We wanted to share the three stages in this zero waste shop interior design project:  Construction, Operation and Deconstruction, in case circular design is something you’re considering.

Construction using circular design

In a previous article we showed why circular design makes a good business sense. One of the main advantages is the possibility to shorten a project’s construction phase, minimising down-time and maximising your budget.

For this zero waste shop the largest element of the fit-out is the interior fittings. We have sourced retail shelving that can be delivered and assembled in a day, yet still has the robustness and efficiency of a fitted system. It is constructed using a byproduct from the kitchen manufacturing process. This means that the colour of the timbers used to make the shelving and its supports will be dictated by what is left over from the kitchens constructed at the time. This will lead to an exciting, spontaneous patchwork aesthetic. As the design develops we’re also looking at ways of minimising how much timber we use, as conserving materials is another important consideration in circular design.

For the construction of the shop till counter and back counter we’ve specified a brand new product designed and developed during the Coronavirus lockdown period. It is a building block style product made from 100% recycled plastic, and is 100% recyclable. The producers have also offered to buy the blocks back once the university has finished with them. You can’t get much more circular than that!

We are bringing in other items like flooring and lighting as new items, but these also have good sustainable credentials. Like the stunning cardboard-constructed pendants by Tabitha Bargh.

cardboard lighting by Tabitha Bargh

When you set out to build an interior with circular design principles you need to ask these questions before specifying each element:

  1. Can I repurpose something that already exists? Yes – great, use it. No – go to next question.
  2. Is the material I am using sustainable? Yes – great, use it. No – go to next question.
  3. If you need to use a less sustainable material will it be usable after you have finished with it?

As you can imagine, it’s best to design your interior so that you never get to question 3.


When operating any type of business your customers will give you continuous feedback on what they want and what they don’t want from you. As you operate your business you might observe that a certain type of dessert or seating area in your restaurant isn’t popular, or that there’s a product range in your shop that isn’t selling well. It is important to notice these trends and adapt. Which is why a truly sustainable interior is one that incorporates adaptability and flexibility into its design.

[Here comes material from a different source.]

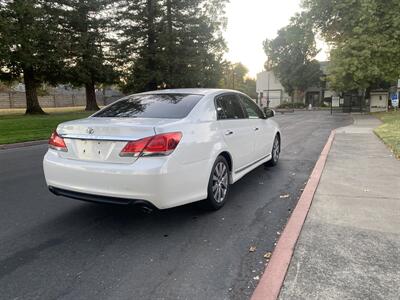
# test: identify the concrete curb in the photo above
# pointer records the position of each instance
(23, 144)
(272, 280)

From an operations viewpoint our design aims to make the shelving / retail system fully flexible so that we can modify each module to display each product to optimum effect. We also want to make it possible to change the layout of the shop without major works. This has meant designing an interior where nothing is nailed down or permanently fixed.

The till area / counter design is also adaptable. So, if our client requires an additional till station they can simply order more blocks and extend the countertop to suit.


Shops and restaurants close for different reasons. Depending on the size of the operator, there is sometimes more than one option for repurposing the interior. If you’re a chain of shops and you’re able to open another site in another location you can obviously just move the shelving and fit-out furniture from one space to the next. It will be harder to repurpose or sell on your interior fittings if:

  • You have metres of recessed built-in shelving supports
  • Your lighting is plastered in
  • Your fixed seating is fixed.

Items like flooring and ceilings have differing levels of permanence depending on the system specified. As a company we don’t dictate to our clients that they have to go for the most sustainable option, but we will choose it given the chance. The ease of using items that can be delivered and installed within a day also applies at the end of their life.

Interior design has relied on fitted furniture that has to be ripped out without any feasible reuse for decades – now it’s time for a change. Let’s work towards a more flexible and resilient future. It’s right for the planet. And it makes good business sense.